McGrath got started as one might expect: with a complete movie marathon. “Talk about a dream job!” McGrath says, describing how visual details caught her eye upon repeat viewings. “When I see how C-3PO gleams in all of the films, I realize that is probably when my early obsession with gold began.” She points to the stealth drop that kicked off Pat McGrath Labs. Called Gold 001, the two-part product paired metallic pigment with a liquid mixing medium for an otherworldly molten effect. Weeks before its release, McGrath’s creation caused a stir backstage at Prada’s spring 2016 show, where she and her team gave models’ lips the gilded droid treatment. In C-3PO fashion, Gold 001 proved its versatility across all parts of the body; just as important, she adds, it “glowed beautifully on every single skin tone.”
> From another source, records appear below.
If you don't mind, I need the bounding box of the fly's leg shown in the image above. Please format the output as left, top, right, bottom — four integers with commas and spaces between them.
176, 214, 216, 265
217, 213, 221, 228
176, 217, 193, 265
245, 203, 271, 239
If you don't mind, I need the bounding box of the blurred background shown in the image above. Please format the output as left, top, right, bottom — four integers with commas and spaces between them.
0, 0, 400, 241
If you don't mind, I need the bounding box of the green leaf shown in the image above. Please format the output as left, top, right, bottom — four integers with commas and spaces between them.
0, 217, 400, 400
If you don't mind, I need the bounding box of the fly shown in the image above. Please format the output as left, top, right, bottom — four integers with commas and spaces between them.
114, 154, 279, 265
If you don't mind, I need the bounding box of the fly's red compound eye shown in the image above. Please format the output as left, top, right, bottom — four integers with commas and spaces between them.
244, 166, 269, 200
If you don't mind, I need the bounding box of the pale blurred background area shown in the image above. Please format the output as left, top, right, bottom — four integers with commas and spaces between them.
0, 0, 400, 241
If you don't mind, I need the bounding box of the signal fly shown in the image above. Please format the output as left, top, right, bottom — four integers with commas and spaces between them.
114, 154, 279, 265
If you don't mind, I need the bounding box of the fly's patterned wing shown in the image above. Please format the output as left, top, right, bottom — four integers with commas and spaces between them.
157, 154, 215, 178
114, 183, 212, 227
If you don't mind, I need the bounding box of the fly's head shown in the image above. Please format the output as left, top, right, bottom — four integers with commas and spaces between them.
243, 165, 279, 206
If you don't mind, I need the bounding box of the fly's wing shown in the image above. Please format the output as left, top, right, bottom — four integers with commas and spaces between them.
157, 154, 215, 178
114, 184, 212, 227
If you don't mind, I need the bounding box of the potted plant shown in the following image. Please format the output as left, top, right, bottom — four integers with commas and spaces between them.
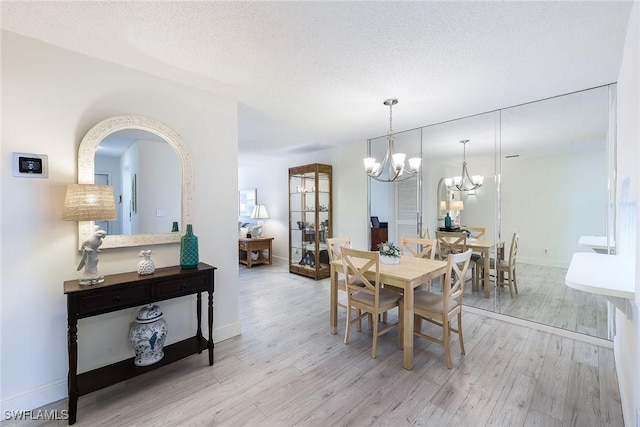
378, 242, 400, 264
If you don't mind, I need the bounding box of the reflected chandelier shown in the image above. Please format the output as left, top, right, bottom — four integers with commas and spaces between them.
444, 139, 484, 191
364, 98, 422, 182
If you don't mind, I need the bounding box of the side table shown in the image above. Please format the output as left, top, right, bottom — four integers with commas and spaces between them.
238, 237, 273, 268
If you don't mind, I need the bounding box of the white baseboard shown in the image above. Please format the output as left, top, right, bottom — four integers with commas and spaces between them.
518, 256, 569, 268
0, 322, 241, 414
463, 305, 613, 349
0, 378, 69, 414
218, 322, 242, 343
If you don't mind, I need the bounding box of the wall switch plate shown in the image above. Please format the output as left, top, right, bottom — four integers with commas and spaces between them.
12, 153, 49, 178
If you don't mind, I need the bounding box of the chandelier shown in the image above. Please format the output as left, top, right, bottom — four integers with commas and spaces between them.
444, 139, 484, 191
364, 98, 422, 182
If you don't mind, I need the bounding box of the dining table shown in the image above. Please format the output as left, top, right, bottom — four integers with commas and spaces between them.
330, 255, 447, 370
This month’s Star Wars™ x Pat McGrath Labs collection traffics in similar head-turning gestures. The novel ChromaLuxe Artistry pigments—a velvety, foil-like formula served up in individual pots—come in variations like Extragalactic Gold and Falcon Noir. A trio of five-shade shadow palettes each takes after a signature character: R2D2 (Divine Droid), C-3PO (The Golden One), and Darth Vader (Sith Seduction). The line’s three vivid mascaras are here, in fuchsia, teal, and bright blue, along with the ultra-classic black in a Star Wars–emblazoned gold tube. There are metallic lipsticks and shimmery glosses, and of course a new 10-shade shadow extravaganza. The Pat McGrath Labs nomenclature—that size palette is called Mothership, with a Roman numeral and subhead—has always betrayed a little intergalactic inspiration, like a prop that got lost on the way to a Lucasfilm set. This one, Mothership VI: Midnight Sun Star Wars™ Edition, combines sand-dune neutrals with shimmery gold and rust, along with the violet tone of a lightsaber’s beam. The palette’s cover artwork collects the key characters within a gilded architectural frame, as if Darth Vader had taken over Donatella Versace’s pad. Naturally, McGrath is also the mastermind behind Versace’s runway makeup—enough glamour to reach the stratosphere.
“It’s always about playing with that futuristic beauty and pushing boundaries,” McGrath says, reflecting on her back-catalog makeup looks that bear traces of Star Wars DNA. There is that outré gilded lip from Prada’s spring 2016 runway, paired with mod earrings and sideburn-like fringe. Valentino’s spring 2020 collection saw the gold migrate northward, by way of sharply drawn cat eyes and metal-studded brows—a face-jewelry effect that offset the spare Leia-esque tunics. For Maison Margiela’s spring 2017 couture show, there was a sense of Rebel Alliance restraint, with bare faces occasionally punctuated by ink-stained lips. “When you are surrounded by such greatness, how can you not be inspired?” McGrath says, marveling at her frequent collaborators like Miuccia Prada and John Galliano. “Every season I am taken on a different magical journey.”
This Star Wars collaboration, arriving on the heels of McGrath’s cameo in the Taylor Swift video for “Bejeweled,” puts another glimmer in a writer’s eye. Wouldn’t that be something marvelous for a future merch table—a Bejeweled mind meld? “Wow, my goodness,” McGrath says, the wheels starting to turn: “Do you need a job, Laura?!” Hypothetical tour accessories, sure; still, fantasy is the name of the game. But for now, the Star Wars collection is the mission at hand, promising pocket-size tickets to a galaxy far, far away. “We all need something transformative and transportative this time of year,” McGrath says, and it might well arrive via a coppery sweep of Cyborg Relations shadow or Rouge Rebellion foiled pigment. “I think it’s just going to bring so much joy.”